First, it was video cassettes, then it was laserdiscs and video CDs before Digital Versatile Discs became the standard for watching films and television shows for over two decades, later complemented by the high-definition Blu-Ray format.

However, with digital distribution and later streaming services becoming the norm for watching television, as well as the idea of a separate media box giving way to smart TVs, the idea of a portable media box is actually, surprisingly starting to die out, although plenty do still exist.

 

Desktop Computers

Similar to how the need for a DVD player is disappearing but the appliances have not completely gone away, the desktop computer used to be an essential part of the home from the early 1990s up until the 2010s.

In the first true wave of the internet, many families bought their first computer as their gateway to the World Wide Web.

They were huge and needed to be plugged into a modem which itself needed to be plugged into the telephone line, making them a centrepiece of a dining room or dedicated computer room.

The computer has not necessarily left the home, but laptops are typically the computer of choice for most people to work on, as it does all of the basic housekeeping duties a computer would need but does not need its own dedicated space.
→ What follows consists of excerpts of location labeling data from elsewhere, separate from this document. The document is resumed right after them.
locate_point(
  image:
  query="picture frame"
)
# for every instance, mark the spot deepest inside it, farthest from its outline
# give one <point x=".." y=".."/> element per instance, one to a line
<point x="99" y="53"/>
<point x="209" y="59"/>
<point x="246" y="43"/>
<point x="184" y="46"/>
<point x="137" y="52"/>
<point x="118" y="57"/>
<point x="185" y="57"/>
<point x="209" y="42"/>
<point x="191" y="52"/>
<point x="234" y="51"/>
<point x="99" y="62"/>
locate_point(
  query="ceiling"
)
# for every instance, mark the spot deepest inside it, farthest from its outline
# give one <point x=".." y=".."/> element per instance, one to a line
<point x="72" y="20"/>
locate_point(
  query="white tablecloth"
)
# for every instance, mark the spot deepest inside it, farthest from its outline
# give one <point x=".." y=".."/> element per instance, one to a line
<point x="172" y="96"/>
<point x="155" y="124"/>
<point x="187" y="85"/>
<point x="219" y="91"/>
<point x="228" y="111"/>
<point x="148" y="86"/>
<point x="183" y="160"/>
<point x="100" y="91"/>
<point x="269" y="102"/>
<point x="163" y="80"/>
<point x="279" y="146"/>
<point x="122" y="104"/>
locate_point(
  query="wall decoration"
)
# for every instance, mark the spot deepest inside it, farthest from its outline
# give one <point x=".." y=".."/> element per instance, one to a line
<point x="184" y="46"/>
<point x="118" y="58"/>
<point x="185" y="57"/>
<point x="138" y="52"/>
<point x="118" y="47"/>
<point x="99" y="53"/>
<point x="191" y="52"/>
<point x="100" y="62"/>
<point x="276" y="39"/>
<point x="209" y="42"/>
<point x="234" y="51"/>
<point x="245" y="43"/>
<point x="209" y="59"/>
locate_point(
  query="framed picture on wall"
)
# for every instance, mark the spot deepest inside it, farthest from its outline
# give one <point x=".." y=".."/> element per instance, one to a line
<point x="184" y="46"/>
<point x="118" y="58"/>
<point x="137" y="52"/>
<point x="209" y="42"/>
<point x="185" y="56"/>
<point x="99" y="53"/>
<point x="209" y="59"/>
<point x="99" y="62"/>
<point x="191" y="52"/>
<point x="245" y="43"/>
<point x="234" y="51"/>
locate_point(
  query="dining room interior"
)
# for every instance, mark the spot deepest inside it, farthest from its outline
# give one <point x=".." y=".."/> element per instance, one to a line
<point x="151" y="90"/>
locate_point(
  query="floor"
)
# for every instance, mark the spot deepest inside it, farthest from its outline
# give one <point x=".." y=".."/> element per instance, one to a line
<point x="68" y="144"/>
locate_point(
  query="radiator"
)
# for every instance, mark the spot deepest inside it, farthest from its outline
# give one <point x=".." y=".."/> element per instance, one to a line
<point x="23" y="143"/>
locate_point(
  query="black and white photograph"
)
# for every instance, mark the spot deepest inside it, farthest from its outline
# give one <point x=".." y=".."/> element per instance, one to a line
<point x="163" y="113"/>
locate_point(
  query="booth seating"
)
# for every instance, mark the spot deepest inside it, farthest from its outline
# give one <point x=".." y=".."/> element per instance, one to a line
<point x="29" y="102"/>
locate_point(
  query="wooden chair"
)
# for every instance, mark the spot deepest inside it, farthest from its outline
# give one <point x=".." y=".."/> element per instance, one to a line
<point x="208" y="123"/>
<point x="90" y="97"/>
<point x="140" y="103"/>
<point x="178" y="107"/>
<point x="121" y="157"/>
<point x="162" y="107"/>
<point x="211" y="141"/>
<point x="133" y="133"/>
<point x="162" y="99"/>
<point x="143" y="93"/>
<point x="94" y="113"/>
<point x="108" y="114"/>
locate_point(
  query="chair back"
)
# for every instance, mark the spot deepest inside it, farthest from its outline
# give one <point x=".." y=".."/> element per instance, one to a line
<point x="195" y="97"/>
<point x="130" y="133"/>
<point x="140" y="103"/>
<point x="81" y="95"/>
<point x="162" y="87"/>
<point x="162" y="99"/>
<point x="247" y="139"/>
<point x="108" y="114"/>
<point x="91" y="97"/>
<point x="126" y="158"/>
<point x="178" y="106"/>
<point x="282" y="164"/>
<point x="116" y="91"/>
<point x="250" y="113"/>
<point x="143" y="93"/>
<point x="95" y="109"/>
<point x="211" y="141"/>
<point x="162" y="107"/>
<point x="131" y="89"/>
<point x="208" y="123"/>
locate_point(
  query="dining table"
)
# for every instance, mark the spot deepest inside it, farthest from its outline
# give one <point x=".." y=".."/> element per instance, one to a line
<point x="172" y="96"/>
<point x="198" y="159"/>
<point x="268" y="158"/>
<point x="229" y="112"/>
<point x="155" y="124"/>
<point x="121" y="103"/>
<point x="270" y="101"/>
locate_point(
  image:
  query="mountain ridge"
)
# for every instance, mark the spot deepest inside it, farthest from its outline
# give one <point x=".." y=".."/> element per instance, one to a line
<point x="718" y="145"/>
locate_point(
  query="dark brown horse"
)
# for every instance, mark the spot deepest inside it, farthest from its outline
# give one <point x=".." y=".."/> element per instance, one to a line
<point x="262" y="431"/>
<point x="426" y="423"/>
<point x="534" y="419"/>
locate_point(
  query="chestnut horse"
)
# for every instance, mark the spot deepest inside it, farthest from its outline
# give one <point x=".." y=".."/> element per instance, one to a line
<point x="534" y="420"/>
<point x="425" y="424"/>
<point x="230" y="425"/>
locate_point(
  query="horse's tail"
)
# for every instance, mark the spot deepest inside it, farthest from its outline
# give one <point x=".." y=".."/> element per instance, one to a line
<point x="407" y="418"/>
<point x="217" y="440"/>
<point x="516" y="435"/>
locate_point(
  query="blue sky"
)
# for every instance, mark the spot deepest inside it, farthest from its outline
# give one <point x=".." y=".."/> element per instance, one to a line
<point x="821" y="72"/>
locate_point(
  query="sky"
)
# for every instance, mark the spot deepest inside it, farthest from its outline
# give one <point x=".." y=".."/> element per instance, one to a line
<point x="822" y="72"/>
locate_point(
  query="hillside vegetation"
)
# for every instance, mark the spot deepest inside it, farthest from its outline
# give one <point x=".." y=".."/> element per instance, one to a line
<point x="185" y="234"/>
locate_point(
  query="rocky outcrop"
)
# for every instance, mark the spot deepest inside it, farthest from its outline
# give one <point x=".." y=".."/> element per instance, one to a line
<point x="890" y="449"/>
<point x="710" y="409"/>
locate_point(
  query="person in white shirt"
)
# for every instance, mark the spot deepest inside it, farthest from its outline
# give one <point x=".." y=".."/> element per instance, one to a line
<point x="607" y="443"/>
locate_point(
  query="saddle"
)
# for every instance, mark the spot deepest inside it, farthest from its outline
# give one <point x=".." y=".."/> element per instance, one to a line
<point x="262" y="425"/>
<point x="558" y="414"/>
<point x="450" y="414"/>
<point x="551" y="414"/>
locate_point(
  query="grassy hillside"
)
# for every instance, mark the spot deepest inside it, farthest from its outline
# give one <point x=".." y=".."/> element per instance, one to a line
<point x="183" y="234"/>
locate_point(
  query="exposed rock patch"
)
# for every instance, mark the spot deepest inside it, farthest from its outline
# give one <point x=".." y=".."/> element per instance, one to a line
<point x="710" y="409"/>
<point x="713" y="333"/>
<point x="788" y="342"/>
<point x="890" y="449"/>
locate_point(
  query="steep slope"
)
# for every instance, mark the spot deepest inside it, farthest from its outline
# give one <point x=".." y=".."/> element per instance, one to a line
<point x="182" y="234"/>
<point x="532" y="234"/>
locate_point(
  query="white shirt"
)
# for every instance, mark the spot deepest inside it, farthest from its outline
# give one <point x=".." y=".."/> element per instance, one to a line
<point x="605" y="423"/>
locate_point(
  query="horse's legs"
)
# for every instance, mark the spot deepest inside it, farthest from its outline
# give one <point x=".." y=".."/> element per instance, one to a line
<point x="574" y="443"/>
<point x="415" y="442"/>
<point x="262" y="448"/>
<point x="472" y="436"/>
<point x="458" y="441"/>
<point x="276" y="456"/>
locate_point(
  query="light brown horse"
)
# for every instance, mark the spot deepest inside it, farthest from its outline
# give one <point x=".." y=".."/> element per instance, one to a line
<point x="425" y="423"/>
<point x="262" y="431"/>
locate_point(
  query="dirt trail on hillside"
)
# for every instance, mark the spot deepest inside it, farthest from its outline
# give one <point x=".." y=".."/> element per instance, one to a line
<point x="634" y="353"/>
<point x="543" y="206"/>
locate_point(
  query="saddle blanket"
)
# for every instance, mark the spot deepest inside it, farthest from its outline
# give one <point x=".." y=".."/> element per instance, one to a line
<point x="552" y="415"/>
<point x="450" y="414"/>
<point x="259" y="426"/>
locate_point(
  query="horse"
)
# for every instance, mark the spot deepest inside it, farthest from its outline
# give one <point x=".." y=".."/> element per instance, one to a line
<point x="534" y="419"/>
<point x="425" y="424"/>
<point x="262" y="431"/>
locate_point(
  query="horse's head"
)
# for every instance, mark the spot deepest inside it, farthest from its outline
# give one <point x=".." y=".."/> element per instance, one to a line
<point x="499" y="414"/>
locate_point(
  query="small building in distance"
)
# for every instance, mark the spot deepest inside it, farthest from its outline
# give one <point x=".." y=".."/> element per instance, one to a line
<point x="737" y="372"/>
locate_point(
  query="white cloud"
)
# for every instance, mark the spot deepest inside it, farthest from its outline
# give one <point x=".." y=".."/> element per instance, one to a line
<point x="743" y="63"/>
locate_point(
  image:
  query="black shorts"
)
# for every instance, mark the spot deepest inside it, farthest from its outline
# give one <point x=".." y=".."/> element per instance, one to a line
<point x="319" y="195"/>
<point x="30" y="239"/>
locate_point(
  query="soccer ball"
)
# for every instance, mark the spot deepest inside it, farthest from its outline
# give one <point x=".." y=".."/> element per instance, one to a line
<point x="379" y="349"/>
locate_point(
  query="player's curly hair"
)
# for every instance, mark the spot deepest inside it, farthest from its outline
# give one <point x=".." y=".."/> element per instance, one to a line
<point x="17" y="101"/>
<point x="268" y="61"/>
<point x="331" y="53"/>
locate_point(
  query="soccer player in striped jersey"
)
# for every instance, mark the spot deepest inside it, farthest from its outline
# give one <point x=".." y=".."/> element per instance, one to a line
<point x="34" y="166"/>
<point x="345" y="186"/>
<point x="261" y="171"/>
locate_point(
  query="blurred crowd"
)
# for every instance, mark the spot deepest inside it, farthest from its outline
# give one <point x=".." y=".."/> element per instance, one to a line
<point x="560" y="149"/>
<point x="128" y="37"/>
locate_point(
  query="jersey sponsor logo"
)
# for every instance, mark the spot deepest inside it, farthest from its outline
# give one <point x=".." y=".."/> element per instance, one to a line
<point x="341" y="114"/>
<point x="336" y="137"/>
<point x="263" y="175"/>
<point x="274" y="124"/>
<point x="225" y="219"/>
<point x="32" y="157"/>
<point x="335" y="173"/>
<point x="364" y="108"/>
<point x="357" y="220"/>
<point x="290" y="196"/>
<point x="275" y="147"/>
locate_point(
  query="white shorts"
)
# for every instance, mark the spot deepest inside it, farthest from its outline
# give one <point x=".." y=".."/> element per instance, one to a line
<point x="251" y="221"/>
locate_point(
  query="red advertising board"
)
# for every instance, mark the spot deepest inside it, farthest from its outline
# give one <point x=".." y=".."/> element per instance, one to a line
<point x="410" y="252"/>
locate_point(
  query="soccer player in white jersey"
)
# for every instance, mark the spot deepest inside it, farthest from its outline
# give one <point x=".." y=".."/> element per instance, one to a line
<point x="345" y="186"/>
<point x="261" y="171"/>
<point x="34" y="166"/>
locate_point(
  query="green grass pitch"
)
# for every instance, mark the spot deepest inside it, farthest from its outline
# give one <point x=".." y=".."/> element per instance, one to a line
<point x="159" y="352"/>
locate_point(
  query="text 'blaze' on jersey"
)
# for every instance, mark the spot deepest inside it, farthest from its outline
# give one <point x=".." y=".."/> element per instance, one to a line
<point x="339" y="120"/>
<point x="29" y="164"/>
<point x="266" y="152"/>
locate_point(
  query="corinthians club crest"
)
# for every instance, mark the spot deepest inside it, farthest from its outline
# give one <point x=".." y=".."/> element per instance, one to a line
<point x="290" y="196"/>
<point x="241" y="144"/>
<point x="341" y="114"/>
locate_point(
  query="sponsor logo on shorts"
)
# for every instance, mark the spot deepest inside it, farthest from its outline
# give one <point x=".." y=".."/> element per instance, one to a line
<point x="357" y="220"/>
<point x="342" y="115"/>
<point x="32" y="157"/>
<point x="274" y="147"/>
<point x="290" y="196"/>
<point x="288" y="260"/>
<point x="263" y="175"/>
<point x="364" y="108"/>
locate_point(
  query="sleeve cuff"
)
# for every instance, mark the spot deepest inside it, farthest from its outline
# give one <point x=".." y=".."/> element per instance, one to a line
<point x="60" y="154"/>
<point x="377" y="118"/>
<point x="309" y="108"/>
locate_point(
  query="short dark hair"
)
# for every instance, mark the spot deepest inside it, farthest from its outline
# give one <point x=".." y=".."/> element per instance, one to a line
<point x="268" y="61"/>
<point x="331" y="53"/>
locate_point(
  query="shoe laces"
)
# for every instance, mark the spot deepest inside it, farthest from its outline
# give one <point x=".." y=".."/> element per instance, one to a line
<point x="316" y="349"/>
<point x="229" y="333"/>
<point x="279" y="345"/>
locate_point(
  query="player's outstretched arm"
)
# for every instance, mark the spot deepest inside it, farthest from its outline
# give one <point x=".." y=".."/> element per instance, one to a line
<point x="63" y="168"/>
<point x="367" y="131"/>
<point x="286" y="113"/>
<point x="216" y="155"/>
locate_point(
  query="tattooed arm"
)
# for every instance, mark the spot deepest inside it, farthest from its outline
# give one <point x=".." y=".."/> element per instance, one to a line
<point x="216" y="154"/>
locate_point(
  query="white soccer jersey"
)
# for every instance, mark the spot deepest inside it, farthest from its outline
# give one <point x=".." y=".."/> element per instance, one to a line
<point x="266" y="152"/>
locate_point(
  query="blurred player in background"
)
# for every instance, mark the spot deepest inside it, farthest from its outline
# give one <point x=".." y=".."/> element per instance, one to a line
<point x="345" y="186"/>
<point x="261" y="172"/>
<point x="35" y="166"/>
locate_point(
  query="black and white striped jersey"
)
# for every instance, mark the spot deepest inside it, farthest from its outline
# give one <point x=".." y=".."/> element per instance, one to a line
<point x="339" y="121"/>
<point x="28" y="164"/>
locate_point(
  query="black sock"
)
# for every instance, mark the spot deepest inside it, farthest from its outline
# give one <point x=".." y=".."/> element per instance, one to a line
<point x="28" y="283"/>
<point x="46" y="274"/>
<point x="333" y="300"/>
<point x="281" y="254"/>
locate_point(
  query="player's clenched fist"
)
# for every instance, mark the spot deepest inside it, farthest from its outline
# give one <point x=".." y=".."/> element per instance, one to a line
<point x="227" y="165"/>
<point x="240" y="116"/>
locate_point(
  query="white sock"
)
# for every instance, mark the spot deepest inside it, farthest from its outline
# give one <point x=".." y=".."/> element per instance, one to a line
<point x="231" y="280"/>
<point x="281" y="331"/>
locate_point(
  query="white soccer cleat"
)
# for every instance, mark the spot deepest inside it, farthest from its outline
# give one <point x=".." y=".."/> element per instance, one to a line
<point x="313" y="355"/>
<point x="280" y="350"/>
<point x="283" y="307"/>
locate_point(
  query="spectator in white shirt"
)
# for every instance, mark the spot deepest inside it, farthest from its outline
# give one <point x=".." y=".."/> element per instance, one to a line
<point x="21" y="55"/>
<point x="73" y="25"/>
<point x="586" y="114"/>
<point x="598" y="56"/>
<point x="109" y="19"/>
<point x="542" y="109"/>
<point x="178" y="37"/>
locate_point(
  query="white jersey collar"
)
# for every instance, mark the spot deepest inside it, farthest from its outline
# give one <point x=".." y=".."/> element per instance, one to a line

Really basic tasks such as looking up information or sending emails could even be done on a smartphone, so it may become the case that the computer in general stops being as essential as it used to be.

 

Slide Projectors

Not every home had one, but if people had albums of holiday photographs they wanted to show the whole family, their choices were either to thumb through an album or load a slide projector with an entire album’s worth of potentially quite blurry photographs.

Effectively every aspect of the slide projector is obsolete; film cameras have long been replaced by digital ones, slide projectors have been replaced by portable projectors, and even when they haven’t, many smart TVs can display pictures taken from a camera or a smartphone.